In this series, Bisnow highlights people and companies pushing the commercial real estate industry forward in myriad ways. Click here to read Q&As with all the innovators Bisnow has interviewed so far.

By 1979, Armando Codina had already pioneered the field of data processing for doctors’ offices when he founded Codina Group, which he grew into Florida’s largest privately held commercial real estate company.

He later merged it with another to eventually be sold off to Fortress Investment Group. In 2009, he teamed up with his daughter, Ana-Marie Codina Barlick — who by then had earned her MBA from Massachusetts Institute of Technology's Sloan School of Management and worked at several other commercial real estate firms — to found Codina Partners. 

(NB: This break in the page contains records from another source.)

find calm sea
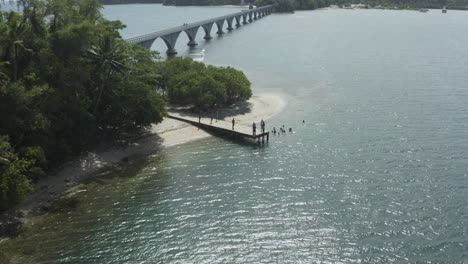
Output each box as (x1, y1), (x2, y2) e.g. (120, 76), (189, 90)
(3, 4), (468, 263)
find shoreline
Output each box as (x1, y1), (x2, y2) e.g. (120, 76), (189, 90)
(0, 94), (286, 227)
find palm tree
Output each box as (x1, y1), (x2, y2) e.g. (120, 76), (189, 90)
(86, 36), (128, 114)
(0, 12), (33, 82)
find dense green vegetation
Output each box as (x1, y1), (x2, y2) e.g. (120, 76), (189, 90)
(0, 0), (252, 211)
(159, 58), (252, 110)
(0, 0), (165, 210)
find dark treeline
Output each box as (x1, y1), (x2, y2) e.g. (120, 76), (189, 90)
(0, 0), (251, 211)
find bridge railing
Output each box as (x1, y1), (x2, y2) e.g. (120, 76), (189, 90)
(127, 5), (273, 43)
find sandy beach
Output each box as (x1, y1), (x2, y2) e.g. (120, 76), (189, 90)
(7, 94), (285, 220)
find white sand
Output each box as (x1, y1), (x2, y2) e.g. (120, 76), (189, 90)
(16, 94), (285, 216)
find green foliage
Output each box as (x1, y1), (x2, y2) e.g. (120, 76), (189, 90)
(158, 58), (252, 110)
(0, 0), (166, 209)
(0, 136), (33, 210)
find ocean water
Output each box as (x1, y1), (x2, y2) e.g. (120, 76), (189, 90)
(3, 5), (468, 263)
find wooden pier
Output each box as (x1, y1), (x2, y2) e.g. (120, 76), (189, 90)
(167, 113), (270, 142)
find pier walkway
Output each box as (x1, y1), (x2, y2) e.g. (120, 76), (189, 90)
(168, 113), (270, 142)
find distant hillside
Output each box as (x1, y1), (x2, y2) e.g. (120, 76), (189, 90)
(164, 0), (243, 6)
(98, 0), (163, 5)
(336, 0), (468, 9)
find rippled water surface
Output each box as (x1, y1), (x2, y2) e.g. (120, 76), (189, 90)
(6, 5), (468, 263)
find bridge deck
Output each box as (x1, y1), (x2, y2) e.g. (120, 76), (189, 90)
(127, 5), (273, 44)
(168, 113), (270, 141)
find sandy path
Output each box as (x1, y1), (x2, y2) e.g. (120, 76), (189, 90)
(8, 94), (285, 216)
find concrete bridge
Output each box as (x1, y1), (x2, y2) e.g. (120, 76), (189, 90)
(127, 5), (274, 55)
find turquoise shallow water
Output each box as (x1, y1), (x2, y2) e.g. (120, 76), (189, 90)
(4, 5), (468, 263)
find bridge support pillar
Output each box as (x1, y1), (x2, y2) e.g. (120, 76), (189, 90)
(202, 22), (214, 40)
(161, 31), (182, 55)
(226, 17), (234, 31)
(242, 14), (247, 25)
(215, 19), (224, 35)
(138, 38), (156, 49)
(235, 16), (242, 27)
(184, 26), (200, 46)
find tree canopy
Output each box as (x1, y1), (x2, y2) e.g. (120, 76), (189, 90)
(159, 58), (252, 110)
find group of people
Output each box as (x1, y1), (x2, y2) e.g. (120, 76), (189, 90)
(272, 125), (292, 136)
(232, 118), (305, 136)
(252, 119), (265, 136)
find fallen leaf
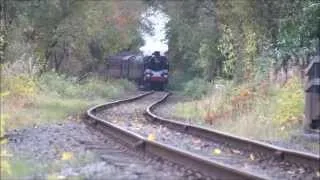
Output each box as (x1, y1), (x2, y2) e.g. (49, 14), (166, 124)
(0, 139), (8, 144)
(231, 149), (241, 154)
(0, 91), (10, 97)
(61, 152), (73, 161)
(148, 133), (156, 141)
(287, 171), (294, 174)
(213, 148), (221, 155)
(192, 139), (201, 144)
(250, 153), (255, 161)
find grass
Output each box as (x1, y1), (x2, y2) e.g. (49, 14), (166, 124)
(1, 73), (135, 130)
(0, 73), (135, 179)
(175, 78), (304, 140)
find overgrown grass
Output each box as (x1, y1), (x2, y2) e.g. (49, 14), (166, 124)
(2, 73), (135, 129)
(175, 77), (304, 140)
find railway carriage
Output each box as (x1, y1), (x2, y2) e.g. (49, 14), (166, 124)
(106, 52), (169, 90)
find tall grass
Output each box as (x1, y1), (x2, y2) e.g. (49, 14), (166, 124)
(175, 77), (304, 140)
(1, 73), (134, 129)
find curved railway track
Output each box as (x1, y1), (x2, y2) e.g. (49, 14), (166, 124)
(87, 92), (319, 179)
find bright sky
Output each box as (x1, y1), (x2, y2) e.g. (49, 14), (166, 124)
(140, 8), (169, 55)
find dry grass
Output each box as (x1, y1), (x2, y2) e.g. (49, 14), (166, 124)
(175, 79), (303, 140)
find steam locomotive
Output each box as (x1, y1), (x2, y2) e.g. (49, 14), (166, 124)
(106, 52), (169, 90)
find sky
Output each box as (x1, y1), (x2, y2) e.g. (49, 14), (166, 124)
(140, 8), (169, 55)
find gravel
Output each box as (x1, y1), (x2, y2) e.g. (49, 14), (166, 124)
(6, 121), (196, 180)
(98, 92), (316, 179)
(154, 94), (320, 155)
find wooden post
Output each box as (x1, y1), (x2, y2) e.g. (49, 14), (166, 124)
(304, 55), (320, 130)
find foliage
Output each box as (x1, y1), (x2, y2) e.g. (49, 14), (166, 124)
(273, 77), (304, 124)
(163, 0), (320, 83)
(183, 78), (212, 99)
(2, 72), (135, 129)
(1, 0), (145, 75)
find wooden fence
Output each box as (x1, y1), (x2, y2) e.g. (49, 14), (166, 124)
(304, 56), (320, 129)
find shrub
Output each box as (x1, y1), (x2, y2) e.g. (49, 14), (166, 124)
(273, 77), (304, 124)
(183, 78), (213, 99)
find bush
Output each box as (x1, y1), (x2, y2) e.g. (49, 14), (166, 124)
(273, 77), (304, 124)
(183, 78), (213, 99)
(38, 73), (134, 99)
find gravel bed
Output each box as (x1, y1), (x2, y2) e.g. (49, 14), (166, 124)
(154, 94), (320, 155)
(97, 93), (316, 179)
(6, 121), (200, 180)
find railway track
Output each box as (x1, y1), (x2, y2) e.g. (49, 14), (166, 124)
(87, 92), (319, 179)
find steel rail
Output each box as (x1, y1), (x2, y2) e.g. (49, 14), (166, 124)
(86, 92), (266, 180)
(145, 93), (320, 170)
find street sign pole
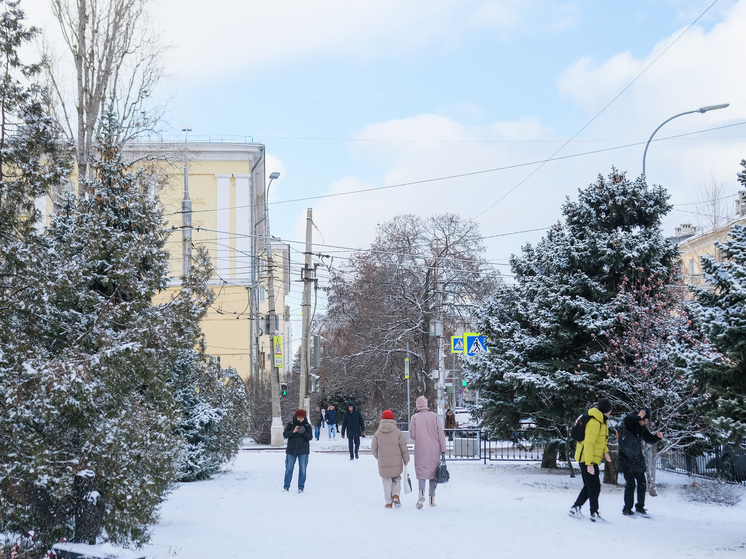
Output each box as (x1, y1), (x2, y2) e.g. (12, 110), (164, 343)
(404, 342), (412, 431)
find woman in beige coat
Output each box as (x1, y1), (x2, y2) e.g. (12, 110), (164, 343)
(370, 410), (409, 509)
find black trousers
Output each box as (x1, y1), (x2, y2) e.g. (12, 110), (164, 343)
(347, 437), (360, 458)
(573, 462), (601, 514)
(623, 472), (648, 510)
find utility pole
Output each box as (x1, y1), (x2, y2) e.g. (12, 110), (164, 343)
(435, 245), (446, 418)
(181, 126), (192, 278)
(298, 208), (316, 413)
(249, 146), (266, 381)
(264, 172), (285, 446)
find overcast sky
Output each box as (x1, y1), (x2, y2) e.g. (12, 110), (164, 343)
(22, 0), (746, 320)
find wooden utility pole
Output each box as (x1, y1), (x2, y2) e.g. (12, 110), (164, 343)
(298, 208), (316, 413)
(264, 173), (285, 446)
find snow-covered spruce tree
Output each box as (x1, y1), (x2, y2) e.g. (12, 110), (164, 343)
(467, 169), (678, 465)
(2, 108), (207, 545)
(176, 350), (248, 481)
(589, 277), (719, 494)
(0, 1), (71, 557)
(695, 160), (746, 442)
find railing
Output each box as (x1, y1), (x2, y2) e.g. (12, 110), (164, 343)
(657, 447), (746, 483)
(446, 429), (544, 464)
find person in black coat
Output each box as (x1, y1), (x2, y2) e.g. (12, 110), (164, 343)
(282, 410), (313, 493)
(619, 408), (663, 516)
(342, 402), (365, 460)
(324, 406), (337, 439)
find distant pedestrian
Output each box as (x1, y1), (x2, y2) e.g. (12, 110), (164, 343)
(409, 396), (446, 509)
(370, 410), (409, 509)
(445, 408), (456, 441)
(619, 408), (663, 516)
(282, 409), (313, 493)
(313, 408), (324, 441)
(342, 402), (365, 460)
(324, 406), (337, 439)
(570, 398), (611, 522)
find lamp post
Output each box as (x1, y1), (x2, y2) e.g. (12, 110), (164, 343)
(264, 171), (284, 446)
(181, 126), (192, 278)
(642, 103), (730, 179)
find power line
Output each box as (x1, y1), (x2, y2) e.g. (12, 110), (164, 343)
(474, 0), (718, 223)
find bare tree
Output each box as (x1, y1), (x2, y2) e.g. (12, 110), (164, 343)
(320, 214), (499, 413)
(697, 174), (733, 233)
(46, 0), (164, 174)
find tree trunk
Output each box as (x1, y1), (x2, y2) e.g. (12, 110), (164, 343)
(541, 443), (557, 470)
(645, 445), (658, 497)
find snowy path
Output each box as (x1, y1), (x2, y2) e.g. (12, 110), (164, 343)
(145, 435), (746, 559)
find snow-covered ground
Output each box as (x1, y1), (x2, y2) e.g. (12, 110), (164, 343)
(143, 433), (746, 559)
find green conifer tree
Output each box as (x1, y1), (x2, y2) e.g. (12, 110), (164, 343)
(695, 160), (746, 443)
(467, 169), (678, 452)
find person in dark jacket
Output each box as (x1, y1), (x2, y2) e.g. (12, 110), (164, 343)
(324, 406), (337, 439)
(282, 410), (313, 493)
(313, 407), (324, 441)
(342, 402), (365, 460)
(619, 408), (663, 516)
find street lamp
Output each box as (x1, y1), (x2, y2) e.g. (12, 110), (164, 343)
(264, 171), (284, 446)
(642, 103), (730, 179)
(181, 126), (192, 278)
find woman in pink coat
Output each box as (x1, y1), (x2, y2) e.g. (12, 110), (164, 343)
(409, 396), (446, 509)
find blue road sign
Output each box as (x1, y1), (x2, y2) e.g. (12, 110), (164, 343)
(464, 332), (489, 357)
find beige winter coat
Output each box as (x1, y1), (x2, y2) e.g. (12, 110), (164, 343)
(370, 419), (409, 478)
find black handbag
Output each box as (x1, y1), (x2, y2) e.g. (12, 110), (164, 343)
(435, 452), (451, 483)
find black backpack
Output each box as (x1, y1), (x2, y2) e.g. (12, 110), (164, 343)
(570, 413), (593, 443)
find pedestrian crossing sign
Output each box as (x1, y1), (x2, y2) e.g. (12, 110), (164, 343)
(273, 336), (282, 368)
(464, 332), (489, 357)
(451, 336), (464, 353)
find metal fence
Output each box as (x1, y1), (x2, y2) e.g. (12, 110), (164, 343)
(438, 429), (544, 464)
(657, 446), (746, 483)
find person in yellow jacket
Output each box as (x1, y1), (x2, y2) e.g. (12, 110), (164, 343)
(570, 398), (611, 522)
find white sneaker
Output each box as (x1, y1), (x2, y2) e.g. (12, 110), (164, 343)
(417, 491), (425, 509)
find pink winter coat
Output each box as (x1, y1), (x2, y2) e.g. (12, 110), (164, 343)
(409, 396), (446, 479)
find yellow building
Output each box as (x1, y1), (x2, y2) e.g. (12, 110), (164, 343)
(37, 142), (292, 380)
(676, 210), (746, 286)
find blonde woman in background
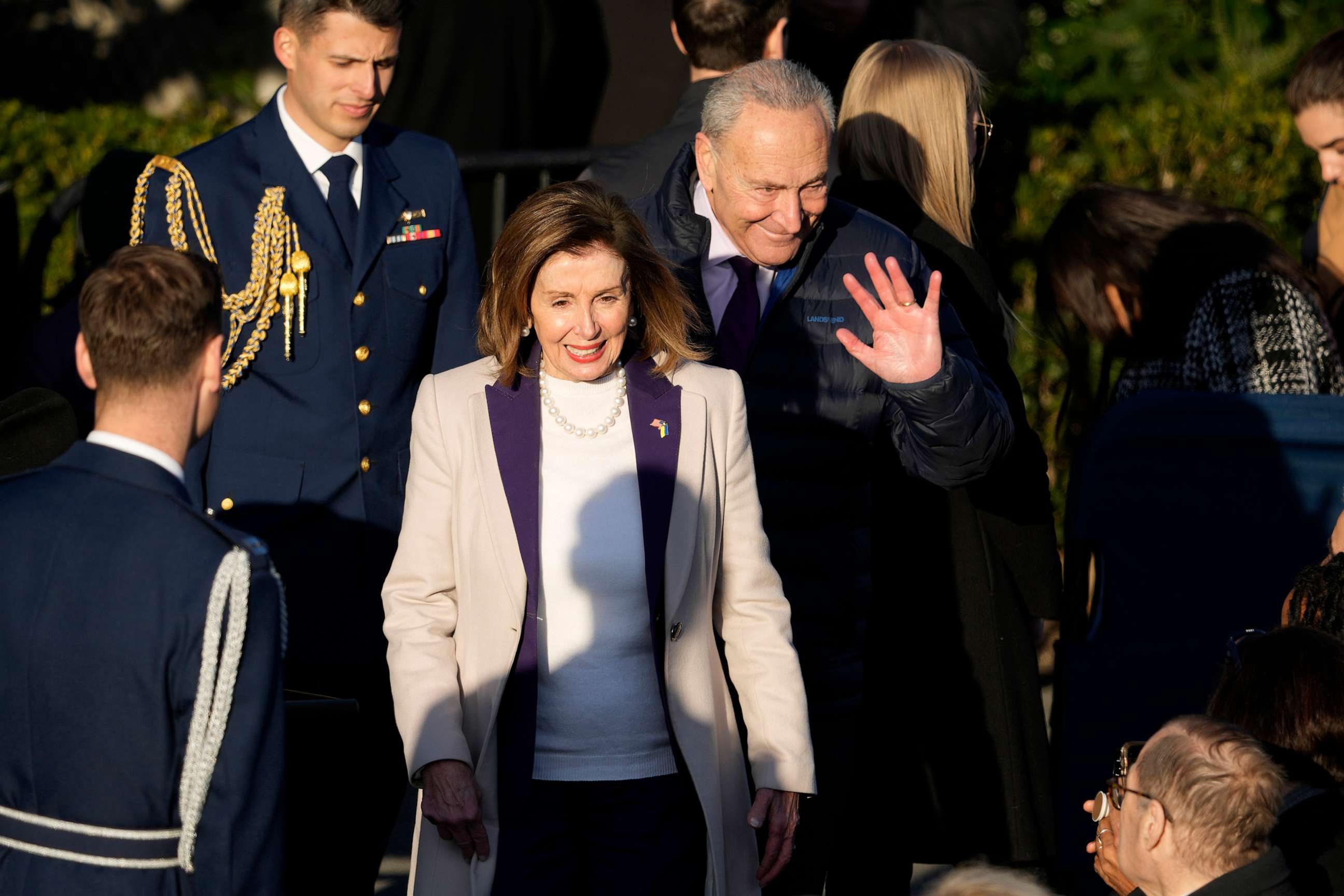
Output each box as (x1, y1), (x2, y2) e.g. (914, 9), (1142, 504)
(831, 40), (1060, 865)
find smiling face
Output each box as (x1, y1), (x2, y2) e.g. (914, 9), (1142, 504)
(1293, 103), (1344, 184)
(531, 246), (631, 382)
(695, 102), (831, 266)
(275, 12), (402, 152)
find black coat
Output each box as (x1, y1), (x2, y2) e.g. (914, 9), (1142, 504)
(634, 144), (1012, 893)
(579, 78), (718, 202)
(1189, 846), (1298, 896)
(831, 177), (1060, 862)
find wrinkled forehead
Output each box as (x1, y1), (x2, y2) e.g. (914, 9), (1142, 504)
(715, 103), (831, 187)
(305, 9), (402, 59)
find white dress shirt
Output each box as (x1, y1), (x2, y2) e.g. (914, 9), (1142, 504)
(85, 430), (187, 484)
(275, 85), (364, 208)
(695, 181), (774, 332)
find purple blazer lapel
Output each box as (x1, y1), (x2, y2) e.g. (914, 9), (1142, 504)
(485, 359), (542, 816)
(625, 360), (681, 666)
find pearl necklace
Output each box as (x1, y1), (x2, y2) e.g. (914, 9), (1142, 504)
(536, 361), (625, 439)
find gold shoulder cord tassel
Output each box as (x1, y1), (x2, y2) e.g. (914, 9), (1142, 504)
(130, 156), (313, 389)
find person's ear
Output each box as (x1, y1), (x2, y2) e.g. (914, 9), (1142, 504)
(1103, 284), (1135, 336)
(1140, 799), (1167, 852)
(273, 25), (298, 71)
(695, 130), (719, 195)
(75, 333), (98, 391)
(672, 19), (691, 58)
(200, 333), (225, 398)
(761, 19), (789, 59)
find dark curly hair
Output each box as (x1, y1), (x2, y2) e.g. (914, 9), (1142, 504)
(1209, 623), (1344, 783)
(1287, 553), (1344, 638)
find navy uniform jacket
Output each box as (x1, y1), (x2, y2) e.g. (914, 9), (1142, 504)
(0, 442), (284, 896)
(145, 98), (480, 664)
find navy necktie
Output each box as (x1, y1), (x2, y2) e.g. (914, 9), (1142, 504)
(719, 255), (761, 373)
(318, 153), (359, 258)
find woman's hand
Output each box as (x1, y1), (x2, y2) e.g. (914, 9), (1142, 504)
(421, 759), (491, 861)
(1083, 799), (1138, 896)
(747, 787), (799, 887)
(836, 253), (942, 383)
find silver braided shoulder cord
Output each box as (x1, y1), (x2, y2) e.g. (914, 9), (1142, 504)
(177, 547), (251, 875)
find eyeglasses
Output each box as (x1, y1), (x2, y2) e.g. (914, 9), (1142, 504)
(1112, 740), (1148, 779)
(972, 109), (995, 168)
(1227, 628), (1265, 671)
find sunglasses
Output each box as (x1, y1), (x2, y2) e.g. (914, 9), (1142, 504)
(1093, 740), (1152, 821)
(970, 110), (995, 168)
(1227, 628), (1265, 671)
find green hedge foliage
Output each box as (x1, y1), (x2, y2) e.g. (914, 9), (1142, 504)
(8, 0), (1344, 531)
(0, 100), (234, 297)
(981, 0), (1344, 526)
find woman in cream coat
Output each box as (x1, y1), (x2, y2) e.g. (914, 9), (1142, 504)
(383, 183), (815, 896)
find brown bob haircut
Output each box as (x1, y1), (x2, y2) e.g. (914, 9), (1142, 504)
(79, 246), (223, 388)
(1286, 28), (1344, 116)
(476, 181), (708, 386)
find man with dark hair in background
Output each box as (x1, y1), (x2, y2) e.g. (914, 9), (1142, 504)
(132, 0), (480, 893)
(0, 246), (285, 896)
(579, 0), (789, 200)
(1286, 28), (1344, 337)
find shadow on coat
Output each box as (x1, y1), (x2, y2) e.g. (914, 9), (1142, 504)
(392, 469), (801, 893)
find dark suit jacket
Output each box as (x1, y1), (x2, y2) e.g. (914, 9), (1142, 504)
(145, 92), (479, 665)
(831, 176), (1060, 862)
(579, 78), (718, 202)
(0, 442), (284, 896)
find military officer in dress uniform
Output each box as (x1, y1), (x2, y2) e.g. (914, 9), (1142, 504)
(0, 246), (285, 896)
(132, 0), (479, 893)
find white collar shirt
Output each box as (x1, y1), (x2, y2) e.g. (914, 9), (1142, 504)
(85, 430), (187, 485)
(695, 180), (774, 332)
(275, 85), (364, 208)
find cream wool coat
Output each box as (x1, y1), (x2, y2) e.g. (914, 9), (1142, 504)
(383, 359), (816, 896)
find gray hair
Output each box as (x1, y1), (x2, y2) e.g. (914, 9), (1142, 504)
(700, 59), (836, 139)
(1125, 716), (1285, 876)
(925, 864), (1049, 896)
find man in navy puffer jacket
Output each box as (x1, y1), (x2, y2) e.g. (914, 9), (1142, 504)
(634, 61), (1012, 893)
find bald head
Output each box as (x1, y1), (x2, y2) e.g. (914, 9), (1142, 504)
(1121, 716), (1285, 877)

The Codinas developed a portfolio of offices, industrial complexes, and retail and residential projects. About five years ago, they opened Downtown Doral, a mixed-use development — essentially a small city — on 250 acres. It includes 5,000 residential units (houses, townhouses, condos and apartments), 1.5M SF of office space across five buildings, and 70 shops and restaurants with a focus on independent stores over chains.

In a unique arrangement with the local school board, Codina Partners also built two multilingual charter schools, which Codina Barlick plays a role in running, that are top-ranked and tuition-free. It also built the LEED-certified City Hall.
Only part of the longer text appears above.